Pero no hay edificio tan malo que no tenga algo bueno en su emplazamiento, función, construcción o forma, y hasta en la arquitectura espectáculo lo hay, como en el Guggenheim de Bilbao o en el museo de la Biodiversidad en Panamá; o como lo es la corrección a la inclinación no prevista de los últimos tramos de la Torre de Pisa que por lo contrario le da más carácter, igual que a la Mezquita de Córdoba la iglesia incrustada en medio de ella. Y no hay edificio tan bueno que no tenga algo malo, como lo sería hoy en el Partenón si se pintaran de nuevo los colores que en la Antigüedad cubrían partes de su muy bello y blanco mármol. Igual en la Casa de la cascada pero es un secreto.
Y la mejor ‘salsa’ para la arquitectura en el mundo ha sido la escasez de recursos materiales, la que ha llevado a que los constructores se superen para beneficio de aquella; basta con pensar en un iglú o en un tipi o en una maloca y en general en toda arquitectura vernácula o popular tradicional.

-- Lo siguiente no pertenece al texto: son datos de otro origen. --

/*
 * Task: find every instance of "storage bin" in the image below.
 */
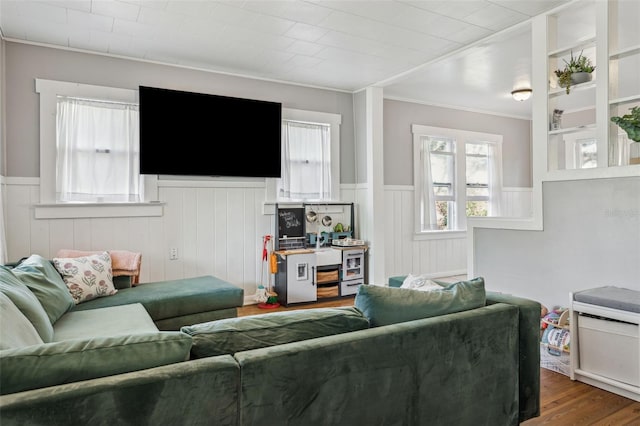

Por lo contrario, la abundancia de recursos es la que ha permitido desde el Siglo XX la generalización de la peor arquitectura en su larga historia, en manos de malos arquitectos que no aciertan al olvidar que menos es más, como sí lo recordó Ludwig Mies van der Rohe y Frank Lloyd Wright o Alvar Aalto lo tuvieron presente pero sin decirlo ni exagerarlo, lo que no se puede decir siempre de Le Corbusier.
El acertar en arquitectura es una virtud entre los dos extremos viciosos de la simpleza y el espectáculo; y el mejor ejemplo es la Alhambra. Allí abundan los componentes iguales pero nunca idénticos ni dispuestos de la misma forma; la ‘mala’ relación entre el imponente Palacio de Carlos V y los muy bellos e íntimos palacios nazaríes termina beneficiándolos por contraste; y, finalmente, el único recurso a lo largo de sus diversas construcciones, modificaciones y reconstrucciones, con lo que siempre se contó, fue el conocimiento de su oficio por parte de los alarifes responsables de ellas. ¿Cuál “suntuoso palacio o alcazaba” (P. I, C. XXIII, p. 1230), sería el que recordaba Cervantes?